Interesting tidbit: then-prospect Cuddyer was one of the Twins rumored to be coming back to the Mets in the ill-fated Rick Reed for Matt Lawton trade in 2001.

What I like about this signing is that on paper at least, Cuddyer becomes the Mets jack of all trades, filling in at left, right, first and third base. The team’s bench was thinner than the meat sliced at my local deli (sorry, love) for most of last year, so this gives Terry Collins additional options. It allows Collins to pick spots for Lucas Duda and the current or future outfield prospects. By all accounts, Cuddyer is a solid citizen. He is besties with David Wright and we all know about David’s reputation. Most importantly, the Mets added a bat without sacrificing any pitching prospects.

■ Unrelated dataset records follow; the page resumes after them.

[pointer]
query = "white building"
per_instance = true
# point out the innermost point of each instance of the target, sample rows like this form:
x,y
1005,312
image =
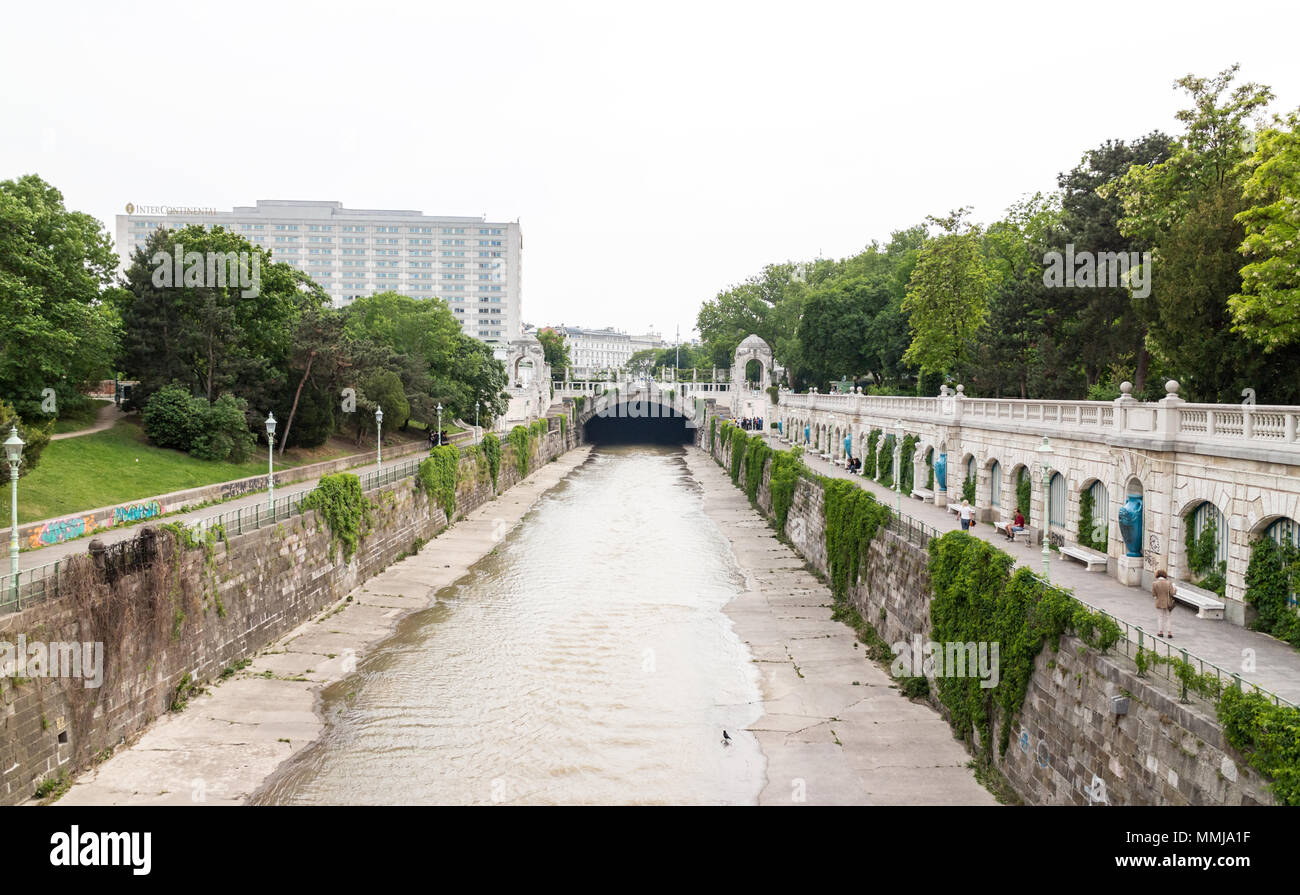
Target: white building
x,y
594,350
469,262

On the downside, Cuddyer is quite long in the tooth and is coming off an injury plagued 2014 campaign. If the team’s budget is indeed that tight, they probably have squandered resources better applied elsewhere. It is interesting how back loaded his two-year deal is. I guess this means that they won’t be resigning Daniel Murphy or Bartolo Colon past 2015. He also cost them their #1 2015 draft pick, but IMO, the bellyaching about that is somewhat unfair, considering the shape of the Mets farm system and the time it takes to develop prospects. Remind me again, what round was Jacob deGrom drafted in?

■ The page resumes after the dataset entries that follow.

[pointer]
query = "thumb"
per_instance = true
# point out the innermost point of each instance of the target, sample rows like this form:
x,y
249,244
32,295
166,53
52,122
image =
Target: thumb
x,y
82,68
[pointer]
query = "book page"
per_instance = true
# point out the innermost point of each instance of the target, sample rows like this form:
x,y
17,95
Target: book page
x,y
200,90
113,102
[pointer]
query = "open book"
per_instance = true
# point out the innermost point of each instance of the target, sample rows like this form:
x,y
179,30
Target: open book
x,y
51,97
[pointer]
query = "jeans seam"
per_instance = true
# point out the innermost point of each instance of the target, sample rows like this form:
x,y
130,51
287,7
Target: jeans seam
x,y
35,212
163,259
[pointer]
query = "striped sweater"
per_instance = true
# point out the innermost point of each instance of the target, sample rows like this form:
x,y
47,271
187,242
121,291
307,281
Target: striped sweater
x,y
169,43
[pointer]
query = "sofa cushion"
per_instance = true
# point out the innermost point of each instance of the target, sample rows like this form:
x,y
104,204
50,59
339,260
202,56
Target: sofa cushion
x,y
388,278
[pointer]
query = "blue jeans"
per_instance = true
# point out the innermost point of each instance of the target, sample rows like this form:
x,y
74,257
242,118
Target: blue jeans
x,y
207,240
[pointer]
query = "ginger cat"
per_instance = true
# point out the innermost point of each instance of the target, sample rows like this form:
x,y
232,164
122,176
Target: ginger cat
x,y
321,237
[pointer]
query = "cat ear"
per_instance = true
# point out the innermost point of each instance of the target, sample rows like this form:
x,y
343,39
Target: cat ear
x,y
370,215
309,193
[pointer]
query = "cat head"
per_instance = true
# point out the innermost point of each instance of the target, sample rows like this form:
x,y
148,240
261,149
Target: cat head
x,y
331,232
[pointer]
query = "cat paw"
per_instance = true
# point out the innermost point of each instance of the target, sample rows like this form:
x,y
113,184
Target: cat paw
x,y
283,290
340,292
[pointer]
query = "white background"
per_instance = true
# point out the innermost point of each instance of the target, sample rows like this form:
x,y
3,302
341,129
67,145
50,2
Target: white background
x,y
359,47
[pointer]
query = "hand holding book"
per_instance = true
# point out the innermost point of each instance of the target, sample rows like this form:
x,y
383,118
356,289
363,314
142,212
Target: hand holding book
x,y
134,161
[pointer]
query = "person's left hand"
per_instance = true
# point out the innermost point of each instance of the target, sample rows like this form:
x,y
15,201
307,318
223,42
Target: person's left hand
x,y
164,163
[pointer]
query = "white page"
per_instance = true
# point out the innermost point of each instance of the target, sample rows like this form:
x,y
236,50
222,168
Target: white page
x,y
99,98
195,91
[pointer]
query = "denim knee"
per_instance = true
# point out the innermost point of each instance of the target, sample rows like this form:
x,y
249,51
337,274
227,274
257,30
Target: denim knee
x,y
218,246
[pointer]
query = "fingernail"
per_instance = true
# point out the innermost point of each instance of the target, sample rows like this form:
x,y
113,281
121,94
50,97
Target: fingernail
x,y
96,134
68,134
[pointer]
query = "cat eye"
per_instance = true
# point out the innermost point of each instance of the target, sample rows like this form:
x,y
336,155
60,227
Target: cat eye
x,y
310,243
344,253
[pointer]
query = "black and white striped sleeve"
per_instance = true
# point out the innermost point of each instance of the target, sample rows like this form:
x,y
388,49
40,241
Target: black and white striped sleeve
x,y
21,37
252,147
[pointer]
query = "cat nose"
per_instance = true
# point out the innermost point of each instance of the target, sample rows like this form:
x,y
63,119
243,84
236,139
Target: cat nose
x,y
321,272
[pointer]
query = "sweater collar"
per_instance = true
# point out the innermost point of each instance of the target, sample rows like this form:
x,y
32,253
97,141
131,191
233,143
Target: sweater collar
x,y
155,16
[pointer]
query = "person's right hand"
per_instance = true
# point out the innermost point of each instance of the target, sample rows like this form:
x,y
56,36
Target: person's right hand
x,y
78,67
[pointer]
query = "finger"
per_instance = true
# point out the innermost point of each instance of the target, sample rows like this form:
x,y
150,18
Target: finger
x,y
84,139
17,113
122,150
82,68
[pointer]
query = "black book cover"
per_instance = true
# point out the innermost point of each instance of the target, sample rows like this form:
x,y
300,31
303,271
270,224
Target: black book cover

This signing probably means either Eric Young Jr.’s or Kirk Nieuwenhuis’ days at a Met are numbered.

Met fans in the post-2006 era have been conditioned to expect the worst. For us the worst could run to either extreme, (a) being that the Cuddyer signing represents the centerpiece of their offseason remake and that he is penciled in for 600 at bats. Or (b) the early signing signals that the team is about to embark on a “damn-the-torpedoes-full-speed-ahead” philosophy and the next move is a multiple pitching prospect deal for all of Troy Tulowitzki’ s salary.

So how about you? Like this signing or hate it? Let’s hear it.

And Happy Veterans Day to all who served or who are serving.